El escritor asintió sombríamente. Había visto grabados aquellos caracteres en la superficie de la nave oculta en la Cámara de las Maravillas.
—Son signos marcianos —dijo—. Y estos cuadrados de la pared, señor Winslow, son tumbas.
¿Tumbas? Las palabras de Wells me sorprendieron, igual que a los demás. Y al oírlas, todos comenzamos a girar poco a poco sobre nuestros talones, con una mezcla de desconcierto e inquietud, abarcando con nuestra mirada el resto de las paredes de aquella inmensa estancia que, tras la afirmación del escritor, se nos revelaba como un brillante y descomunal mosaico de lápidas, que cubrían cientos de nichos escarbados en la roca.

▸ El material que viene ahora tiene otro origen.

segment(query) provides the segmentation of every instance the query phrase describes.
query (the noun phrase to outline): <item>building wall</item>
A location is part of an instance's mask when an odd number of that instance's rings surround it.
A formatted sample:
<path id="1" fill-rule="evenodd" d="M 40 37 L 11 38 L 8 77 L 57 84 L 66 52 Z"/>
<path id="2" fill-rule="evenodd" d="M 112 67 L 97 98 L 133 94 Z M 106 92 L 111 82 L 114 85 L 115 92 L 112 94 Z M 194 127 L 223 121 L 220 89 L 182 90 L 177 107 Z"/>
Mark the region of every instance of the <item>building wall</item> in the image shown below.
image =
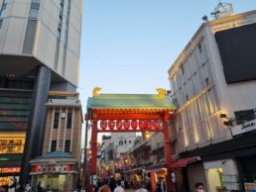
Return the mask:
<path id="1" fill-rule="evenodd" d="M 73 157 L 80 162 L 80 135 L 81 135 L 81 109 L 72 107 L 63 108 L 48 108 L 46 132 L 43 154 L 52 151 L 53 141 L 57 142 L 57 146 L 54 149 L 65 150 L 65 142 L 70 142 L 69 152 Z M 59 128 L 54 128 L 55 114 L 60 113 Z M 67 128 L 67 114 L 71 113 L 71 128 Z M 62 114 L 65 114 L 63 118 Z"/>
<path id="2" fill-rule="evenodd" d="M 203 183 L 205 192 L 208 191 L 202 163 L 188 165 L 188 177 L 191 191 L 194 190 L 194 184 L 197 182 Z"/>
<path id="3" fill-rule="evenodd" d="M 255 20 L 255 11 L 250 14 L 241 14 L 239 17 L 226 18 L 224 22 L 230 24 L 238 23 L 241 21 Z M 255 22 L 255 21 L 254 21 Z M 210 53 L 210 59 L 212 60 L 212 69 L 216 79 L 216 86 L 219 95 L 219 102 L 221 104 L 221 110 L 227 114 L 229 118 L 234 118 L 235 111 L 248 110 L 256 108 L 256 81 L 244 81 L 239 83 L 227 84 L 223 73 L 223 65 L 219 54 L 218 47 L 214 38 L 214 34 L 211 33 L 213 28 L 216 28 L 219 24 L 212 24 L 205 29 L 205 36 L 207 37 L 207 47 Z M 242 69 L 241 69 L 242 70 Z"/>
<path id="4" fill-rule="evenodd" d="M 64 1 L 63 12 L 61 0 L 33 2 L 7 1 L 5 15 L 0 18 L 0 53 L 32 55 L 77 86 L 82 1 Z M 0 0 L 0 9 L 2 5 Z M 33 10 L 38 10 L 38 15 L 32 15 Z"/>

—¿Estamos en su cementerio marciano? —preguntó Murray.
—Eso parece, señor —respondió lúgubremente Harold. Pero yo apenas los oí, confuso como estaba. Aquella extraña idea intentaba asentarse en mi mente, todavía reacia a aceptar el hecho de que los marcianos no acababan de llegar a la Tierra unas pocas horas antes, como yo creía, sino que llevaban aquí desde quién sabía cuándo, viviendo entre nosotros. Pero si nos encontrábamos en una especie de catacumbas marcianas, eso significaba que aquel puñado de niños eran… Oh, Dios… Los contemplé sin poder creerlo. Estaban arracimados en el centro de la cripta, a unos metros de nosotros, observándonos con una ligera curiosidad. Nos habían llevado a donde les habíamos pedido, y ahora parecían aguardar con cierta indiferencia nuestro siguiente capricho, quizá deseando que les permitiéramos volver a sus juegos. Y no se me antojaron otra cosa que niños, con sus pieles todavía tersas e inmaculadas y sus tiernos cuerpecillos recién fabricados. Niños como los nuestros: frágiles, inocentes, humanos. Pero no lo eran. Solo tenían el aspecto de nuestros niños. Y aunque me costaba asimilarlo —supongo que porque todavía ningún marciano había tenido el detalle de transformarse ante mis narices—, reparé en que el resto de mis compañeros no tenían los mismos reparos que yo: todos los miraban con gravedad, tratando de disimular la mueca de pavor que amenazaba con germinar en sus labios.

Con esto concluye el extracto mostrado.